States also used religious oaths to establish a state church. Early constitutions, such as those of New Jersey, Georgia, South Carolina, and New Hampshire, required anyone seeking public office to profess a belief in Christianity and Protestantism (Adams and Emmerich, 1989, 1576). North Carolina and Pennsylvania required citizens to take strict belief oaths before holding public office, and Delaware required ‘‘all officeholders to profess belief in the Trinity and the divine inspiration of the Bible’’ (Adams and Emmerich, pp. 1576–1577). Vermont’s 1777 constitution included a loyalty oath, as did Massachusetts’ original constitution (McLoughlin, 1971, pp. 797; 1184).
The fight over religious taxes sparked the disestablishment movement, and eliminating taxes was the crucial act of disestablishment in many states. The Virginia proposal to use tax revenues to support Christian teachers was so unpopular that, after its defeat, the victors were able to pass Thomas Jefferson’s Bill for Establishing Religious Freedom, which included the provision that ‘‘no man shall be compelled to frequent or support any religious worship, place or ministry whatsoever’’ (Padover, 1943). As early as 1783, Connecticut’s legislature began passing laws exempting people from religious taxation (McLoughlin, 1971, 922–923). After support for state churches declined, however, the legislature tightened the exemption requirements in 1790 (McLoughlin, p. 926). These renewed religious requirements—the combination of paying taxes or having to show church membership and attendance—once again fueled opposition. A year later, the strict requirements were repealed, effectively disestablishing the state church in Connecticut (McLoughlin, pp. 937–938).
Massachusetts and New Hampshire took longer to repeal their religious taxes. As late as 1803, New Hampshire courts refused to grant exemptions to dissenters from religious taxes (McLoughlin, 1971, 863–870, citing Muzzy v. Wilkins, 1803). Eventually, forcing citizens to pay taxes to religious denominations to which they did not belong led to passage of New Hampshire’s Toleration Act of 1819, which ended religious taxation (McLoughlin, pp. 895; 898–902). The end of religious taxes in Massachusetts was finalized in 1833 (McLoughlin, p. 1259) through enactment of the eleventh amendment to the state constitution (McLoughlin, pp. 1205–1206; 1253–1260).
The U.S. Constitution eliminated religious tests for holding federal office (U.S. Const., Art. VI, Cl. 3: ‘‘[N]o religious Test shall ever be required as a qualification to any Office or public Trust under the United States.’’), and states eventually followed the federal lead (Adams and Emmerich, 1989, 1578).
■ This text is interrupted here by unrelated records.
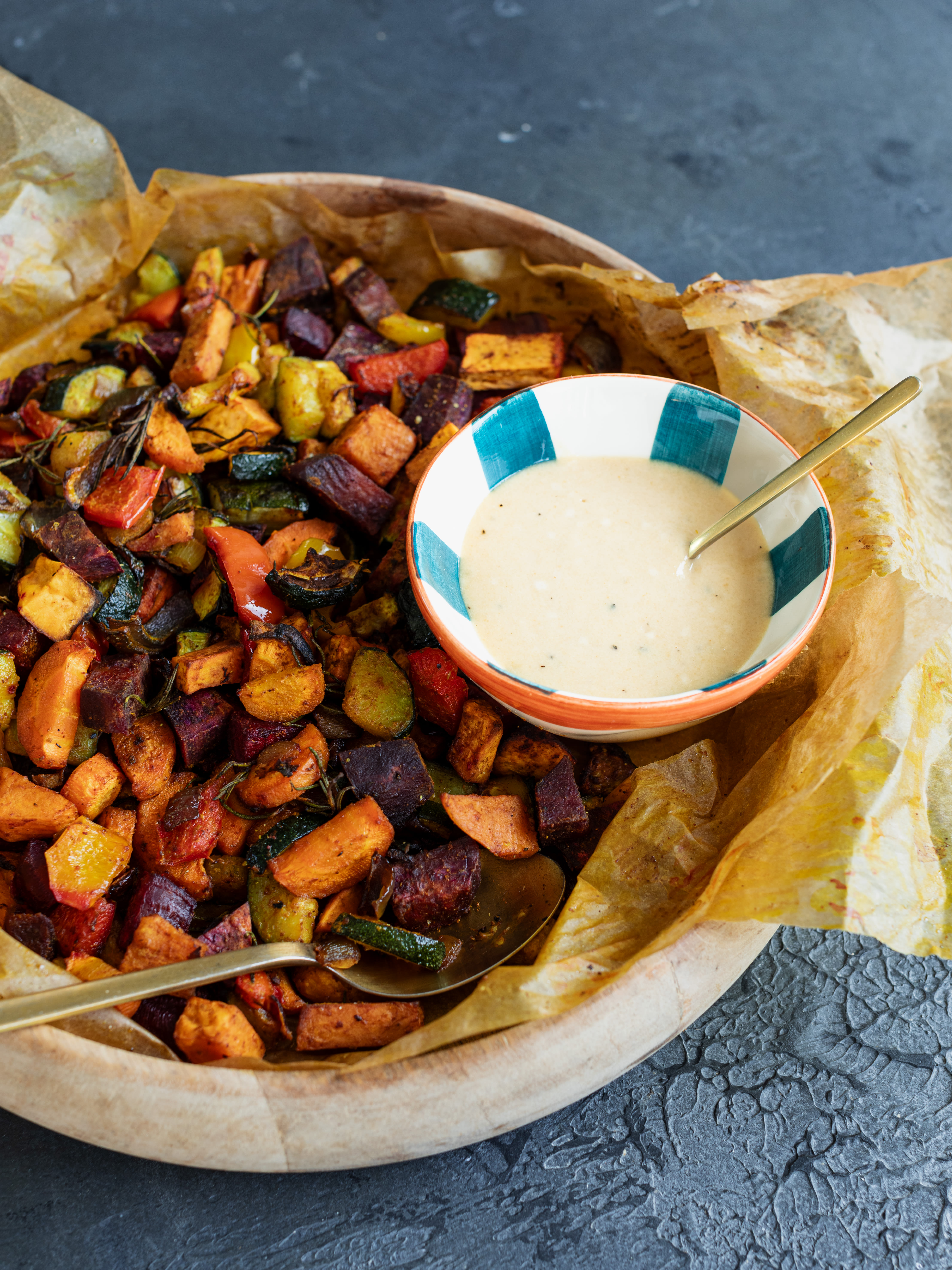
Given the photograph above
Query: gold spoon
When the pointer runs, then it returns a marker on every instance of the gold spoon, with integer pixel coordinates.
(515, 902)
(902, 394)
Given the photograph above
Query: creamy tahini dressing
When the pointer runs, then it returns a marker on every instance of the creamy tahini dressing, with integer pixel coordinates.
(575, 577)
The increased role in public affairs by various sects and the growth of religious pluralism led to the elimination of religious tests (Adams and Emmerich, p. 1578– 1579; McLoughlin, 1971). ‘‘[B]y 1793 Delaware, South Carolina, Georgia, and Vermont had completely removed religious tests from their constitutions’’ (McLoughlin). The voters of Massachusetts supported abolishing the oath requirement for public office, although this did not occur until 1920 (McLoughlin, pp. 1184–1185). In fact, some religious oath provisions remained in place until 1961, when they were finally struck down when the Supreme Court overturned a Maryland law requiring officeholders to declare their belief in God (see Torasco v. Watkins, 367 U.S. 488, 1961).